No había un solo lugar libre en el frente de los estudios de grabación donde habitualmente estacionaba, probaría suerte por el frente. Aunque la sala a la que debía asistir le iba a quedar ahora exactamente del otro lado del edificio.
Refunfuñó quedamente y luego de bajar del Audi caminó con pereza comenzando a subir las escaleras que lo llevaban al lobby central. Ensimismado en sus pensamientos no vio al mendigo que recostado contra la pared acomodaba la guitarra en su falda. Le metió un rodillazo en las costillas que hasta a él le dolió. El pobre hombre quedó desparramado sobre los escalones y mientras Wade lo ayudaba a incorporarse le pidió mil y una disculpas.

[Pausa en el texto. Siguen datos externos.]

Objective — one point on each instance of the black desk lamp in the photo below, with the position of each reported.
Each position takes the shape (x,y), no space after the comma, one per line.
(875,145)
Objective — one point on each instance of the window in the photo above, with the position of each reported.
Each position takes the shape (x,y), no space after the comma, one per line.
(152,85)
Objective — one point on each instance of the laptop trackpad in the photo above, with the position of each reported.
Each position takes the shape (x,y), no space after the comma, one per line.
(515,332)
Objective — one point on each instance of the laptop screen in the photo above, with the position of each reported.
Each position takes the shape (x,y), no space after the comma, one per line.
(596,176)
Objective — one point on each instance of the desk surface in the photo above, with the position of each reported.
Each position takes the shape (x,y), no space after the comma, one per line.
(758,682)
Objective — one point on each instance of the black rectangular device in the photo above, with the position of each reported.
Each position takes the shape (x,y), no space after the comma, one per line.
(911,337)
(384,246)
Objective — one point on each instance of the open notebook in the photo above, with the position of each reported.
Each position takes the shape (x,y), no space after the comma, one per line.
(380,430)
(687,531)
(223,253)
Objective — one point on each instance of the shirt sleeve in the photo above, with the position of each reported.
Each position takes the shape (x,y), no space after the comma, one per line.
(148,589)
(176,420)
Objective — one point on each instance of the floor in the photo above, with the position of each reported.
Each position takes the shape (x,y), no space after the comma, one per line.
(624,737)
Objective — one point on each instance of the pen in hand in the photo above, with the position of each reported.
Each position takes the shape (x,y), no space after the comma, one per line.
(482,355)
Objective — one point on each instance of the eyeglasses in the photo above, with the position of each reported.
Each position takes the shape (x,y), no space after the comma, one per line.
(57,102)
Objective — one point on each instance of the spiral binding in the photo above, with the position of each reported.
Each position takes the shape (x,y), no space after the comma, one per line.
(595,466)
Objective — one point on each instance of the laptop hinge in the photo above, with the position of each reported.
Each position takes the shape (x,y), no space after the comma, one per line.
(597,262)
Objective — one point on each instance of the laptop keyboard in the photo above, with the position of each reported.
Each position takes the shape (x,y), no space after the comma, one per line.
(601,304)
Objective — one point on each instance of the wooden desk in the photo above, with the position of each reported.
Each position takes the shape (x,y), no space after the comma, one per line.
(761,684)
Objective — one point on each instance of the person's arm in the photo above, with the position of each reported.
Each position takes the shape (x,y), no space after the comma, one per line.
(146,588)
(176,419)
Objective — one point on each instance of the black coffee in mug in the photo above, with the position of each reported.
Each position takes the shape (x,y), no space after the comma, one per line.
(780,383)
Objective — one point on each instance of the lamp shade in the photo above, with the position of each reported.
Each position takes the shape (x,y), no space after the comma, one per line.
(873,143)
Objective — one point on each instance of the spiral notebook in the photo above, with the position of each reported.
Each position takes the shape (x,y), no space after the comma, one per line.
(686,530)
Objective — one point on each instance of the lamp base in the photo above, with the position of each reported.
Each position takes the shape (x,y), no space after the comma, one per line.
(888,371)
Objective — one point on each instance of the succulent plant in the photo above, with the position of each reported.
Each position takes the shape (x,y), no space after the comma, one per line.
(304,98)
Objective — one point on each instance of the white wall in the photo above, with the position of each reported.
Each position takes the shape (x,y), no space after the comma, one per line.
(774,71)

—No se preocupe señor, lo importante es que ni el instrumento ni el grabador se han estropeado, porque aquí está latente mi gran secreto agregó el homeless acariciando el encordado con cariño.
Anthony le puso diez libras en el vasito y continuó su marcha. El rasgueo lo detuvo justo antes de entrar al edificio. Las simples notas poseían una dulzura inenarrable con palabras. El músico no lograba identificar la composición. Además se le hacía bien difícil porque Stuart repetía una y otra vez la misma parte acompañándolas con su alegre tararear. La puerta automática se abrió y el acogedor ambiente calefaccionado lo invitó a pasar. Sin embargo retrocedió dos pasos obligándola a cerrarse y se dirigió a la base de las escalinatas en donde el oriundo de Leicester se ubicaba.
—No conozco este tema que está interpretando mi amigo, es realmente muy lindo. ¿Cómo se llama?
—Lo he bautizado sinfonía angelical. Me fue dictada en una visión hace muchos años. Ellos se la regalaron a mi hijito Ben —dijo el sin casa a la vez que sacaba el grabador de la bolsa.
—Ellos… ¿Quiénes? —preguntó el intérprete de jazz buscando en su interlocutor algún rastro de demencia que le indicara que estaba perdiendo el tiempo.
—Seres etéreos. Ángeles o alienígenas. ¡Qué sé yo! Los llamo mi gente de nieve. Inocularon en mí esta música y me ha sido imposible desprenderme de ella. Hasta que no la escriba en su totalidad no podré dormir tranquilo. Pero me cuesta tanto pues no tengo los elementos ni la capacidad para hacerlo.
—Está loquísimo el tipo este —pensó Tony y se despidió secamente.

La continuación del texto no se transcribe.